2019年〜2023年までのバイオテクノロジーテーマの年間新規株式公開(IPO)規模の割合による疾患領域の内訳を示すグラフです。ツイートでは、次のように指摘されており、

免疫学および炎症テーマは2023年に “オンコロジー・モーメント” を迎えたが、感染症テーマは蒸発した!中枢神経系は昨年復活し、今年に波及。

オンコロジー(がん治療)分野が引き続き強い関心を集めており、2023年は免疫学および炎症が盛り上がりをみせています。一方で、新型コロナウイルス用に開発されたワクチンに代表されるような、感染症テーマは一巡したような感じです。

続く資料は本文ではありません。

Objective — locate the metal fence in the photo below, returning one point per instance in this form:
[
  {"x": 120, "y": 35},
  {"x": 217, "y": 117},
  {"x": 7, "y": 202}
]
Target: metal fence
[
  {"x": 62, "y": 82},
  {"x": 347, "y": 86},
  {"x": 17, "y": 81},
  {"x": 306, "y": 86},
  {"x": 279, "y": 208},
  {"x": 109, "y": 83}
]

中枢神経系(CNS)については、再び投資家や業界からの関心を集め始め、その動きが継続しています。その背景には、アルツハイマー病、パーキンソン病、多発性硬化症など、中枢神経系の疾患に対する新しい治療法や医薬品の発見、研究の進展、または関連するIPOが増加傾向にあるものと思います。

2019年

・腫瘍学: 33%
・希少疾患: 16%
・免疫学: 16%
・代謝: 15%
・中枢神経系: 14%
・感染症: 4%
・心肺: 2%

2020年

・腫瘍学: 46%
・希少疾患 17%
・免疫学:6%
・代謝:6%
・中枢神経系:15%
・感染症 2%
・心肺:2%

2021年

・腫瘍学:54%
・希少疾患 13%
・免疫学:10%
・代謝:8%
・中枢神経系:7%
・感染症 8%
・心肺:0%

2022年

・腫瘍:27%
・希少疾患 14%
・免疫学:17%
・代謝:13%
・中枢神経系:19%
・感染症 10%
・心肺:0%

2023年

・腫瘍学:42%
・希少疾患 4%
・免疫学:27%
・代謝:17%
・中枢神経系:10%
・感染症 0%
・心肺:0%

全体的な傾向

オンコロジー

ADC (抗体薬物複合体) を手掛ける注目のオンコロジー企業について

一貫して高いIPOシェアを占めており、新しいがん治療法の開発に対する継続的な投資とイノベーションの需要が反映されています。2022年のシェア減少は、一時的な変動か、他の治療領域への関心の拡大を示している可能性がありますが、2023年には再び増加しており、オンコロジーが引き続きバイオテク業界の中心的なテーマであることを示しています。

免疫学

免疫学および炎症治療の領域は2023年に大きな成長を遂げており、ここ数年で進歩が目立っています。免疫疾患や慢性炎症反応に対する新しい治療法の開発が進んでいること、また特定の免疫療法がオンコロジー領域にも応用され始めていることが、このシェアの増加に貢献している可能性があります。

感染症

2023年に0%となった感染症テーマのシェアの減少は、COVID-19に関連する感染症治療への緊急性が薄れたこと、および他の疾患領域への資金流入が増加したことを示している可能性があります。また、パンデミックのピーク時に加速したワクチンや治療法の開発が一定の段階に達し、その結果としてIPO市場での活動が減少したことも原因の一つかもしれません。

中枢神経系 (CNS)

バイオテクノロジー、ニューロサイエンス (神経科学) の分野を探る

CNS治療法のIPOシェアは変動が見られますが、特に2022年に大きな増加がありました。これは、神経変性疾患や精神疾患の治療におけるブレークスルー、あるいは新しい薬剤や治療アプローチの成果が市場の関心を引きつけた結果かもしれません。2023年にはシェアが減少していますが、依然として重要なテーマであることは変わりません。

感染症

2020年と2021年にはCOVID-19パンデミックの影響でシェアが増加していましたが、2023年にはシェアが0%になっています。これは、パンデミックの緊急性が薄れたことや、市場が他の疾患領域に移行したことを示しているかもしれません。

心肺疾患

2019年と2020年には少ないながらもシェアがありましたが、2021年以降はIPO市場でのプロポーションが0%となっています。これは、心肺疾患領域がIPO市場での関心が低下していることを意味しているか、他の疾患領域の進展が注目を集めていることを示しています。